Mais la géométrie nous prouve également que notre croyance à l’homogénéité de l’espace implique quelque chose de plus que la persistance des lois. Nous sommes, en effet, convaincus que non seulement les lois, c’est-à-dire les rapports entre les choses, mais encore les choses elles-mêmes ne sont pas modifiées par leur déplacement dans l’espace. C’est là ce que la géométrie postule nettement, et un des maîtres de la pensée scientifique contemporaine a dit très justement qu’elle n’existerait pas, s’il n’y avait pas de solides se déplaçant sans modifications[1]. Or, cela est très essentiel à constater, la géométrie, comme en général les sciences que nous comprenons sous le terme de « mathématiques pures », bien que maniant des concepts abstraits de notre pensée, jouit évidemment du privilège de s’appliquer à la réalité d’une manière absolue. Nous connaîtrons plus tard une science qui, à première vue, semble se rapprocher beaucoup de la géométrie, la mécanique rationnelle. Elle s’occupe également de concepts abstraits, mais elle ne jouit pas du même avantage que les mathématiques pures, puisque nous pouvons (et devons même, ainsi que nous le verrons dans la suite) concevoir que la réalité ne s’y plie pas entièrement. Nous ne rechercherons pas ici à quoi est dû ce privilège des mathématiques pures, c’est un chapitre de la philosophie des sciences mathématiques qui est étranger au sujet de ce livre. Constatons seulement que le fait même ne peut être contesté, et qu’il est impossible de douter sérieusement qu’une déduction géométrique soit vérifiée par l’expérience.

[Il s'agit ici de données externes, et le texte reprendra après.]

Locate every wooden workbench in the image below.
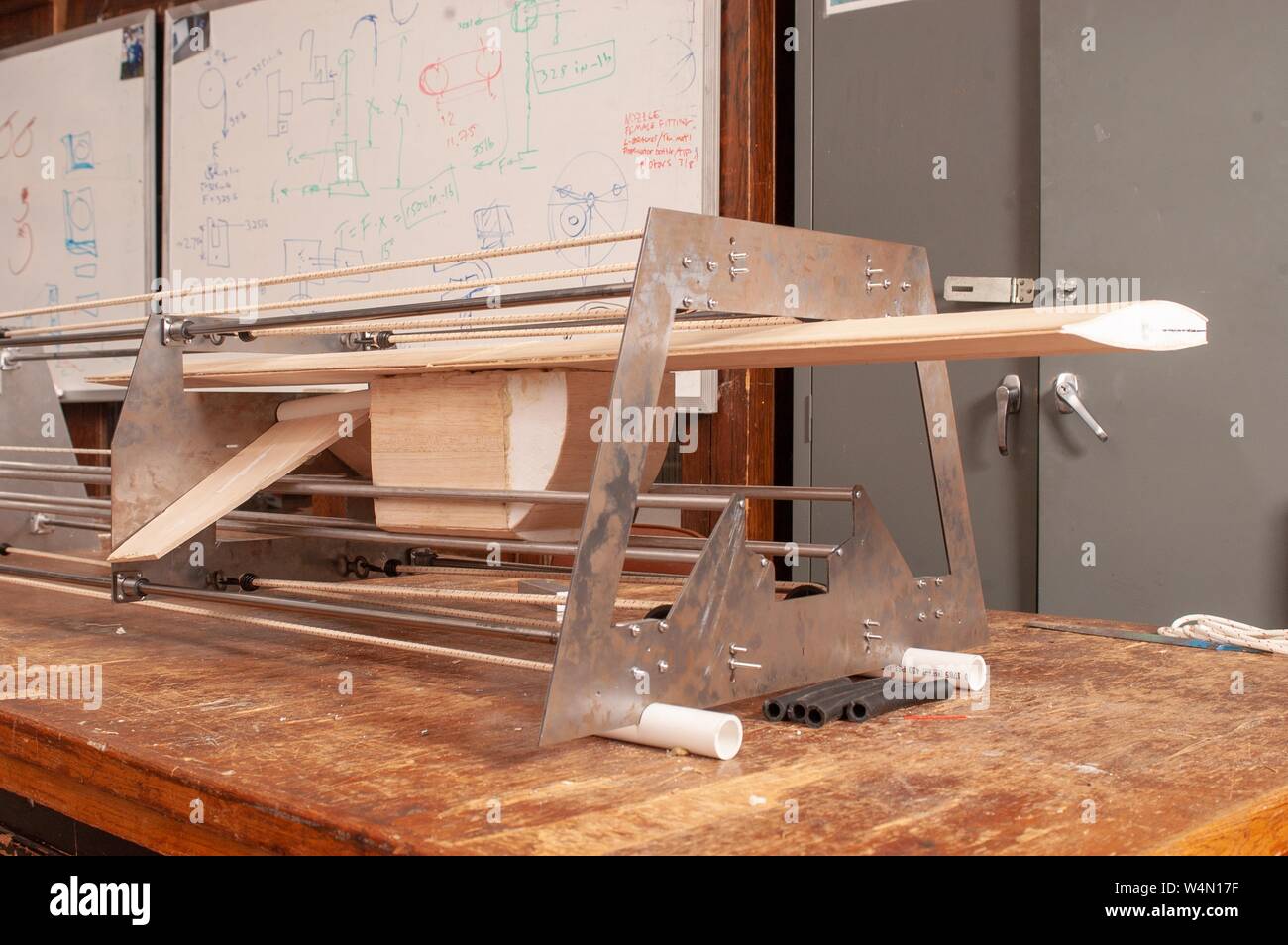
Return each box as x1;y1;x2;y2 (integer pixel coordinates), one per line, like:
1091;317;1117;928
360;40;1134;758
0;569;1288;854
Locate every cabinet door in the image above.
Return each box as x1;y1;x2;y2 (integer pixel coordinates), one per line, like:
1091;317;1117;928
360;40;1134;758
794;0;1040;610
1038;0;1288;627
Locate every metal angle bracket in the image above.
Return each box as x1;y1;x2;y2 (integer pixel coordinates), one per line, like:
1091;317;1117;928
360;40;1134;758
541;210;988;744
0;347;98;551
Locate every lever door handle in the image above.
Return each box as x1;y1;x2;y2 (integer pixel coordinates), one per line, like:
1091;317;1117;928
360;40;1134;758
1052;374;1109;443
997;374;1022;456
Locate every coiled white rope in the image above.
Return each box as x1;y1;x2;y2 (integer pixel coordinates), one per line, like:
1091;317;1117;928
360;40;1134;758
1158;614;1288;657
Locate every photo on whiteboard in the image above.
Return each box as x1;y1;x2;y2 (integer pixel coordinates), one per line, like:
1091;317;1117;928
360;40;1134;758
121;23;143;78
170;13;210;65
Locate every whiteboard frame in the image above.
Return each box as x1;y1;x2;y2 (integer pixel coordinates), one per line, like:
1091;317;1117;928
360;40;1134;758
160;0;721;288
0;8;159;403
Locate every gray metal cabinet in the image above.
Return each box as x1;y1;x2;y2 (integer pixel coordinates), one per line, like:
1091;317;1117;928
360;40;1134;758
1038;0;1288;627
794;0;1288;626
794;0;1039;609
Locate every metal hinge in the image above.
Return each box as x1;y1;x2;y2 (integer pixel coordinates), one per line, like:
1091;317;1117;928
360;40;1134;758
944;275;1037;305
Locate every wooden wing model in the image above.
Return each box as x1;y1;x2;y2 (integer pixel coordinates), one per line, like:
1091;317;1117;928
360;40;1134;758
72;210;1206;743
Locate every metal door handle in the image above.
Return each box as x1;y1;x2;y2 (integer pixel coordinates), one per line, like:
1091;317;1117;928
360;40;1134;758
1053;374;1109;443
997;374;1022;456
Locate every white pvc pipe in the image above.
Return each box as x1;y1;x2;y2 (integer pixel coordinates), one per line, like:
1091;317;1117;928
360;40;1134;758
600;701;742;761
901;646;988;692
277;390;371;421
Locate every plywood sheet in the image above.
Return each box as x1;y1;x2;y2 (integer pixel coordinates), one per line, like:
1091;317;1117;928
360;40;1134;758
110;411;368;562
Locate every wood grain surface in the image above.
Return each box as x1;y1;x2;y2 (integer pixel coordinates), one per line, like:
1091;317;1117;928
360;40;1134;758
0;561;1288;854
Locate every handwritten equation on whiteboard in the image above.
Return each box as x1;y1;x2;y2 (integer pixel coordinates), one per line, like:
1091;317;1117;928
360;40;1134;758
167;0;713;310
0;23;154;392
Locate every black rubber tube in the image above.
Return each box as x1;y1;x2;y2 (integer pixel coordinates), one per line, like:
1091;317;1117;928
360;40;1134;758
845;680;954;722
761;676;850;722
802;676;885;729
787;676;855;722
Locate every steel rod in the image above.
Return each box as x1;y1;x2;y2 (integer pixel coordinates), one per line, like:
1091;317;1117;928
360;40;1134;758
0;467;112;485
649;482;855;502
0;564;112;589
124;581;559;644
0;326;147;358
0;498;109;517
9;339;139;364
189;282;635;336
221;523;698;564
32;512;112;532
0;460;112;475
0;491;112;510
265;478;729;511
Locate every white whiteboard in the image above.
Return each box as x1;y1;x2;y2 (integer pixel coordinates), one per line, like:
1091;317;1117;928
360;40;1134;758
163;0;718;325
0;10;156;400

Ce qui précède nous indique qu’il serait vain de tenter, pour l’espace, la déduction que nous avons effectuée pour le temps. Le postulat de légalité seul ne suffira pas, car, nous venons de le voir, nous supposons à l’espace plus d’uniformité que la légalité n’en exigerait strictement. C’est donc qu’il y a ici en jeu un principe, un postulat particulier. C’est celui de la « libre

  1. H. Poincaré. L’espace et la géométrie. Revue de métaphysique, 1895, p. 638. — Cf. id. La géométrie non-euclidienne. Revue générale des sciences, 1891, p. 772.